A retomada veio em 2020. Nos quatro primeiros eventos, na Europa, Raiza chegou entre as 10 primeiras. Já nas provas seguintes, em Araxá (MG) e Amparo (SP), a goiana saiu vitoriosa. “Passei quase um mês lá fora para ganhar ritmo. Precisava competir em alto nível. Então, sabia que seria duro, difícil, ter resultados expressivos, mas precisava daquele ritmo, do contato com os outros atletas”, explica. “Vim de um ano com muitos desafios e amadureci como profissional e pessoa. Consigo, aos 29 anos, ver a vida e a carreira com outros olhos”, completa.
Raiza não sabe quando voltará a competir. A União Ciclística Internacional (UCI) anunciou nesta quarta (15), Dia Internacional do Ciclista, que estendeu a suspensão de seus eventos até pelo menos 1º de junho. Enquanto isso, segue as orientações da equipe para se manter livre da síndrome que a atrapalhou em 2019, ainda mais em época de coronavírus. “A alimentação tem sido muito saudável. Aumentou o período de descanso e recuperação diante de treinos mais fortes para não deixar a imunidade cair e tenho feito exercícios de respiração diariamente para fortalecê-la. Além do contato, que tem sido bem restrito”, declara.
Disputa olímpica
A disputa do mountain bike nos Jogos de Tóquio terá 38 atletas por gênero, sendo 30 deles ciclistas das nações mais bem colocados no ranking mundial. Em quarto no masculino, o Brasil terá direito a duas vagas. Já no feminino, como o país está em 17º, terá direito a uma só representante. Inicialmente, seriam levados em conta resultados entre 28 de maio de 2018 e 27 de maio deste ano. Com o adiamento da Olimpíada para 2021, a UCI ainda não divulgou se haverá mudança nos critérios.

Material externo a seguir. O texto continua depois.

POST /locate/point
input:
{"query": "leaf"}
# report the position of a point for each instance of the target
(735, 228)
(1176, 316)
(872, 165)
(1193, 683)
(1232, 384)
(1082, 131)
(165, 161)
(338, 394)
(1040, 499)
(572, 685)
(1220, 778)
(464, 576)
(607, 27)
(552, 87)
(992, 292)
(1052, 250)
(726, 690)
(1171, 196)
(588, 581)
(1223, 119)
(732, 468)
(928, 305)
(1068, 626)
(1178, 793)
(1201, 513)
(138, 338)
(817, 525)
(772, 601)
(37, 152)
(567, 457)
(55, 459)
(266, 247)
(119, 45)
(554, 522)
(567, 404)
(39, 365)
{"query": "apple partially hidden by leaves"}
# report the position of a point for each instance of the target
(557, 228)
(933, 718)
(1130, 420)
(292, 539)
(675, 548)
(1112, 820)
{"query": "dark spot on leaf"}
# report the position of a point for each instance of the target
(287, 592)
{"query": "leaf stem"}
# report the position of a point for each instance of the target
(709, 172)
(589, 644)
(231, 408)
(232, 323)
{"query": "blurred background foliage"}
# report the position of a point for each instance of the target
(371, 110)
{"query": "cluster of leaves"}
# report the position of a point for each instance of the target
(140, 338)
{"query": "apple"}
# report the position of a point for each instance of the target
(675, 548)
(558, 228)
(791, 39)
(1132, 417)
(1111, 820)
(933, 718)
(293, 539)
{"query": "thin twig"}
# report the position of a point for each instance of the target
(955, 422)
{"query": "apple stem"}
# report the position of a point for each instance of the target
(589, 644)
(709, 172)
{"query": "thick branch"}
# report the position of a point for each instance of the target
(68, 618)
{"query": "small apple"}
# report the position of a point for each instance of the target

Raiza é, atualmente, a segunda brasileira melhor colocada no ranking individual da modalidade. Em 47º lugar, está nove posições atrás da experiente Jaqueline Mourão, primeira atleta a representar o país na modalidade em uma Olimpíada, nos Jogos de 2004 em Atenas (Grécia), e que em 2018 retornou ao ciclismo após 10 anos se dedicando ao esqui cross country e competindo nos Jogos de Inverno.
Em 2016, a goiana de Pirenópolis (que há dois anos chegou a ser top-10 mundial) foi a representante do Brasil no Rio de Janeiro. “A minha primeira Olimpíada foi a maior experiência. Cometi alguns erros, acho que por me sentir um pouco amadora em um evento de tanta magnitude. Mas esse ano venho lutando comigo para recuperar minha forma e lutando muito para buscar essa vaga. Agora, com um ano a mais, vou com unhas e dentes para dar meu melhor em Tóquio”, encerra.